Hatteras Heavers, that is. Haven't seen a current discussion of the latest blank options in a while. Thinking about a new custom for this fall's trip. What say you?


----------



## Benji (Nov 19, 2014)

Vega intimidator L, or h. And hellfire, haven't had a chance to play with a hellfire yet.


----------



## Bill (May 8, 2020)

Vega's are expensive, probably a great rod. I've never used one. Better bang for your buck are the CPS Rods. Tommy Farmer sells them right here. I'm sure Tommy has done a comparitive study on his CPS vs Vega. If your in the area you can drop off at Joe Moore's in Avon he has all of Tom's rods for sale.


----------



## Benji (Nov 19, 2014)

You've obviously never priced a Vega to have built either. The blanks for the intimidator are $200 bucks from Luis at cape Henry compared to $310 to $320 for one of Tommy's blanks. Depending on components you can get a vega for around $400 built.

Tommy's rods are great, I own half a dozen, from the smallest to the biggest. But I find I prefer a 70/30 split for a heaver. I like the feel fighting a fish better. Either 1305 cts or the Vega L over my 8 to 12 ccp gen 1 for the beach. I like the ccp gen 1 for pier. I believe Nick builds all 3.


----------



## Bill (May 8, 2020)

If you are looking for a custom rod the buzz word is Nick Walke Custom Rods lives in Kill Devil Hill NC .


----------



## Bill (May 8, 2020)

Your right Benji I have never gotten a price for a custom Vega Rod. But I did get a price in a stock model, heaver and it was a $400. My mistake I thought Tommy's were cheaper.


----------



## Bill (May 8, 2020)

Benji thanks for the information on Vaga rods at Cape Henery. I'm going up there to price some rods.


----------



## Joe H (Sep 9, 2015)

Thanks folks!


----------



## Benji (Nov 19, 2014)

Also forgot about the century drum gun ... if you have too much extra money..


----------



## Joe H (Sep 9, 2015)

Benji said:


> Also forgot about the century drum gun ... if you have too much extra money..

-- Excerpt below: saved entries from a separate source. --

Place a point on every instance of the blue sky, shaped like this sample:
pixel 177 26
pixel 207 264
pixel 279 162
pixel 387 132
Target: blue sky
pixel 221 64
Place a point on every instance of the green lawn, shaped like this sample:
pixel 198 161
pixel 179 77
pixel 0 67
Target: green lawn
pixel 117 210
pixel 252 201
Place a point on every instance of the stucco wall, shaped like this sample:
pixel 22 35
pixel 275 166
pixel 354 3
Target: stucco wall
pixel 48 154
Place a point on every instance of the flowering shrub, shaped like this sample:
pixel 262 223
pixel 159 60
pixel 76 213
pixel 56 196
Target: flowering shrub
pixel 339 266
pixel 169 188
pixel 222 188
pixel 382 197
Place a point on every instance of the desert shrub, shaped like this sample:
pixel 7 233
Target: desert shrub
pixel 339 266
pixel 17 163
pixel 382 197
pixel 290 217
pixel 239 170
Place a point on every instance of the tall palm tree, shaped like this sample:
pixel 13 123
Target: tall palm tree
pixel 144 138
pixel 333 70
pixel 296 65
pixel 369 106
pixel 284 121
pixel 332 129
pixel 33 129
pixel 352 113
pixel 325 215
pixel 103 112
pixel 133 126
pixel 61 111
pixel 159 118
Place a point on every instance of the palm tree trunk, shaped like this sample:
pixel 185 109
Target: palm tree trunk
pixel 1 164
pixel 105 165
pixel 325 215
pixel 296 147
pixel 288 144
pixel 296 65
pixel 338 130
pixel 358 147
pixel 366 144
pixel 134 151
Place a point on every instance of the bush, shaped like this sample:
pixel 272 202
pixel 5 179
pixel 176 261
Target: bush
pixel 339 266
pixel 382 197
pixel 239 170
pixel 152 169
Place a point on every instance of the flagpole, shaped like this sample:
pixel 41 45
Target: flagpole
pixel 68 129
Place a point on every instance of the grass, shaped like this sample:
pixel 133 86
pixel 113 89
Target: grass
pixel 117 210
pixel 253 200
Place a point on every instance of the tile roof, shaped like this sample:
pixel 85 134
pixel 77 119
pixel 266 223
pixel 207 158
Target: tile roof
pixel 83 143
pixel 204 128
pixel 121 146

Lord help us, I'd have to set up a payment plan on the Century rods! For some reason, I don't think they would add 30 yards to my cast. Poor technique on my part.


----------



## Tommy (Jan 24, 2001)

Guys,

There are a bunch of quality options on heavers. I'd say it is a GREAT time to be in the market. Back in the winter, we had a couple of casting demo days in eastern NC. I took the new CPS GEN 2 heavers out to play against the best heavers on the market. At the end of the day I was very happy with the results...  

The best advice I can offer is to try as many as you can, and make your decision based on what feels and performs best in YOUR hands, not what a buddy likes or thinks is the best out there. Never has there been a better selection of top quality rods available.

I believe Nick does build on all of the blanks mentioned.

The CPS GEN 2 rods and blanks are 10-12 % lighter in weight (compared to G1) with faster recovery on the cast and exceptional bite detection. 

As always, I'm available to answer any questions!

Tommy


----------